I once envisioned a day when it would be just safe enough to ride the subway again in larger numbers. Together, we would all wear masks in the same confined space; people of all cultures no longer divided by belief or by background, but united instead by the same fear of germs that our neighbours might be carrying. Today I know it will take a lot more than a CDC guideline to realize this modest vision of unity.
Masks have been politicized, for better or for worse. Mask-wearing protestors around the world have cemented the association between masks and protests, whether they are in Hong Kong fighting to keep freedom of speech in the wake of authoritarian policy changes, or in America fighting for racial equality in the wake of George Floyd’s murder.
In America, the world leader in coronavirus infection, some still refuse to wear masks.
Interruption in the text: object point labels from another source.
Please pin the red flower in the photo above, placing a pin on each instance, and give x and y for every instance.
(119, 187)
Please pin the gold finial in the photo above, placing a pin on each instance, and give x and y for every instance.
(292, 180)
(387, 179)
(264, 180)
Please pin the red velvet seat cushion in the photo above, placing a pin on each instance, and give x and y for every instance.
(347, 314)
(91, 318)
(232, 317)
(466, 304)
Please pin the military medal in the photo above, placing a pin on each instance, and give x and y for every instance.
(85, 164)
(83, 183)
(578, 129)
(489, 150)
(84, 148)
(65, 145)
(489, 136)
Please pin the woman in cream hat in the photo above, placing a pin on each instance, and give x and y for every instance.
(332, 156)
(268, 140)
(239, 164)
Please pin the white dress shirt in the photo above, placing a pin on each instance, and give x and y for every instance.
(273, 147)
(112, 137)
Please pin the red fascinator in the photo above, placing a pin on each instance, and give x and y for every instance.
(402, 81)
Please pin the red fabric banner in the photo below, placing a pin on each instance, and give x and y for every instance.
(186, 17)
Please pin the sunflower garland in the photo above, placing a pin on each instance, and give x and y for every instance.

This may be rooted in a selfish read of American values, where freedom, independence and self-expression now come at the expense of the community’s safety. These same people might look down at mask wearers, Asian or otherwise, and see weakness, a sheepish compliance or a reluctance to stand out on their own. In truth, wearing a mask is a sign of solidarity; its strength comes from numbers, from the collective action, from the many willing to take a small sacrifice and inconvenience for the well-being of strangers in an unsung and unheroic fashion.
Wearing a mask is not just a proven tactic to fight the spread of disease, it’s also a symbol: it shows the world that you care, both about yourself and those around you. I wear masks now in the hopes that one day we won’t have to.